The challenge isn’t necessarily that individuals neglect saving for retirement. There’s an additional issue where people, as noted by Kyle Wurtzel from Northwestern Mutual, tend to underestimate the costs associated with retirement. Many believe it will be far less expensive than it actually turns out to be.
“One of the biggest misconceptions among middle-class retirees is the assumption that their spending will decrease significantly,” Wurtzel pointed out. “People might think their expenses will drop dramatically, but often, they either stay the same or even increase.” This belief makes sense on the surface—no more commuting costs, work attire, or daily lunches to purchase. However, Wurtzel emphasizes that other expenses can quickly fill that void.
He elaborated, “It’s about traveling, healthcare, and supporting adult children and grandchildren. Even leisure activities can strain your budget.” He suggests that if individuals don’t account for these factors, their savings can diminish faster than anticipated.
The statistics back him up. According to a survey by Northwestern Mutual, Americans think they require approximately $1.26 million to retire comfortably. Yet, few middle-class retirees actually have a plan to meet that target.
Wurtzel recommends a straightforward approach: being realistic about your anticipated lifestyle in retirement rather than making overly ambitious budget cuts. “Instead of downplaying future expenses, create a retirement plan rooted in your genuine lifestyle goals,” he urged. “This includes factoring in inflation and long-term care, as well as how you wish to spend your time.” He believes that the more realistic your expectations, the safer your retirement will be.
Furthermore, underestimating retirement costs isn’t the sole miscalculation. Wurtzel also identifies a prevalent mistake: many people delay seeking professional guidance. Some individuals think they no longer need an advisor after retiring.

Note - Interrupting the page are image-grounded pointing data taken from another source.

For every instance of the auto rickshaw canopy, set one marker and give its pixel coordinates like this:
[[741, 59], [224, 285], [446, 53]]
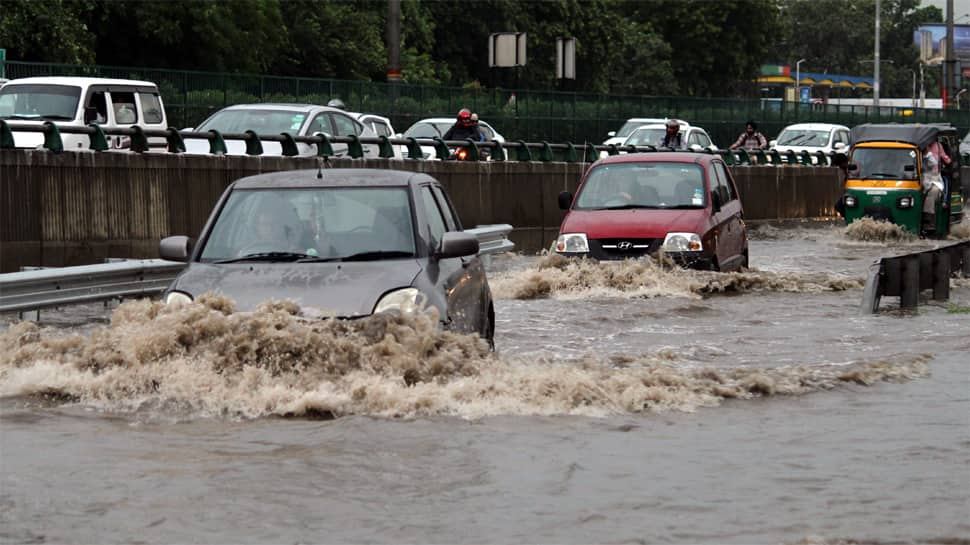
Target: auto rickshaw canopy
[[919, 135]]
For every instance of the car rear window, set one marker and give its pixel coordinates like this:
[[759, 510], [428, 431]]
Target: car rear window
[[39, 101], [643, 185], [325, 222], [151, 107], [259, 121]]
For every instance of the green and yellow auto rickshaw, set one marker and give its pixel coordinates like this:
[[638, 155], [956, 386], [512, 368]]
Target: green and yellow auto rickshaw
[[885, 171]]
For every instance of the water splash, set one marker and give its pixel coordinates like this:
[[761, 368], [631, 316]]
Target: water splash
[[870, 230], [204, 359], [566, 278]]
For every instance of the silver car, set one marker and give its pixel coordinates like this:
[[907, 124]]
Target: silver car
[[294, 119], [344, 242]]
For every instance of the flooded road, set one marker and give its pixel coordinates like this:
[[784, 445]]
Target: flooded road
[[626, 403]]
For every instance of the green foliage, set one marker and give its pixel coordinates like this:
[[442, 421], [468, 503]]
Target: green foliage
[[51, 31]]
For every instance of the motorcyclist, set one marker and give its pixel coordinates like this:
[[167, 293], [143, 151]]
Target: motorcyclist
[[673, 138], [463, 128]]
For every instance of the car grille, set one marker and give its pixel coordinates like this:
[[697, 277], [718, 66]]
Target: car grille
[[622, 248]]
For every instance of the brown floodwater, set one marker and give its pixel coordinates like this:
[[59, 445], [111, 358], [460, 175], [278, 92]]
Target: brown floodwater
[[626, 403]]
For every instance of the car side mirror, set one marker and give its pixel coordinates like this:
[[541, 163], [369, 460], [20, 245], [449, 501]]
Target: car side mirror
[[457, 244], [175, 248], [90, 114], [565, 200]]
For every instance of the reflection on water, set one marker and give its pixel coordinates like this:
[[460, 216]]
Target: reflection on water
[[756, 407]]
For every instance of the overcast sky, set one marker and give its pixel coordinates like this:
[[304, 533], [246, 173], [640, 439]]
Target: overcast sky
[[960, 7]]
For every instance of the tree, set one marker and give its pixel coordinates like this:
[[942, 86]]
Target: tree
[[51, 31]]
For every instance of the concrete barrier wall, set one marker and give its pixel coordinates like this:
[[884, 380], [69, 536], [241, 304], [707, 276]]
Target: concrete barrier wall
[[81, 207]]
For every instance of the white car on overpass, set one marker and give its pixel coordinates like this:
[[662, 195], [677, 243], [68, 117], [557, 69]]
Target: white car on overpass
[[293, 119], [812, 137]]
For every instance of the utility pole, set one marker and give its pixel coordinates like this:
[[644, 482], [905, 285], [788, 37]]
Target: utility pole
[[393, 41], [875, 88], [950, 62]]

“Another frequent error is the belief that it’s too late to consult a financial advisor or that you can manage it alone post-retirement,” he explained.

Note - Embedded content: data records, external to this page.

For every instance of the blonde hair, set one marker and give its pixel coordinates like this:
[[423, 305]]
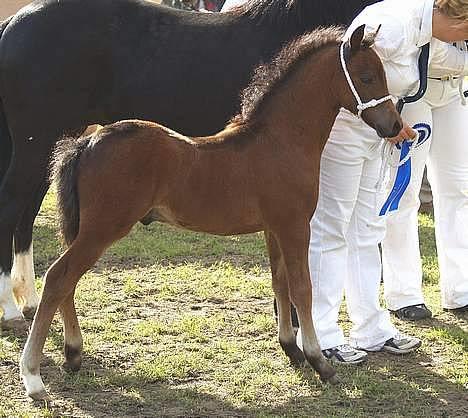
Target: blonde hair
[[457, 9]]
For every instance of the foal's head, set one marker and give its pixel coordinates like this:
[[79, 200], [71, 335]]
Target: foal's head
[[370, 99]]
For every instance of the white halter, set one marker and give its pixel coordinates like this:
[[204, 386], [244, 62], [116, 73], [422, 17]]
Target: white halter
[[360, 106]]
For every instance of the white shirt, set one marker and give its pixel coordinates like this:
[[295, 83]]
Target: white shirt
[[406, 27]]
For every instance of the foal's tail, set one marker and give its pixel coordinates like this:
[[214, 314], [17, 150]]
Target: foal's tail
[[64, 172]]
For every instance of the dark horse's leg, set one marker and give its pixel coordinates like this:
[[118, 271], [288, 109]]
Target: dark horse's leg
[[23, 265], [22, 182], [293, 241]]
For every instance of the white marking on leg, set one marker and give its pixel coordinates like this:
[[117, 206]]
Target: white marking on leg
[[31, 376], [7, 301], [23, 277]]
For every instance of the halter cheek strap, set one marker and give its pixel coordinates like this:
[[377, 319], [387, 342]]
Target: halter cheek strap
[[360, 105]]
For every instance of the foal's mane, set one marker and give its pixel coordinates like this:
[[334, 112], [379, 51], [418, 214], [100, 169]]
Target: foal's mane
[[268, 77]]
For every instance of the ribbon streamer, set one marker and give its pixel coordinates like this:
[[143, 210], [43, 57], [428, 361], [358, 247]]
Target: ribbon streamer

Retirement planning is considerably more complex than simply saving money, Wurtzel added. It involves juggling various factors that many individuals have never encountered prior.
“Addressing retirement-related concerns successfully demands a comprehensive financial strategy that encompasses both wealth accumulation and protection,” he noted. “Financial advisors are crucial in helping people navigate these intricacies and devise personalized plans.”
The third major mistake is particularly relatable: relying too heavily on Social Security as the primary income source in retirement. Wurtzel cautions that this mindset is both risky and limiting. “Don’t assume Social Security will cover everything,” he advised. “It serves as a safety net, not the entire plan.”
Moreover, Social Security benefits alone won’t suffice. The timing of when to claim those benefits can significantly impact monthly income throughout retirement. “Deciding when to tap into Social Security can greatly influence your retirement income,” Wurtzel explained, emphasizing that advisors can guide people in making the most informed decisions based on their unique situations.
Instead of banking solely on Social Security, Wurtzel advocates for a diversified approach and realistic planning. Given the uncertain future of Social Security, having backup plans becomes even more critical.
“While Social Security may seem reliable, having a robust retirement plan helps you avoid dependency on it as your primary income source,” he stated. He suggests integrating protective strategies that provide multiple income streams.
A mix of savings, investments, and safeguards—like guaranteed income and long-term care coverage—can significantly alleviate financial stress, according to Wurtzel. His assertion is clear: successful retirement planning hinges on a candid evaluation of future necessities rather than overly optimistic projections.
By developing realistic estimates of costs, seeking expert advice, and establishing diverse income sources beyond Social Security, individuals can sidestep common pitfalls in retirement planning.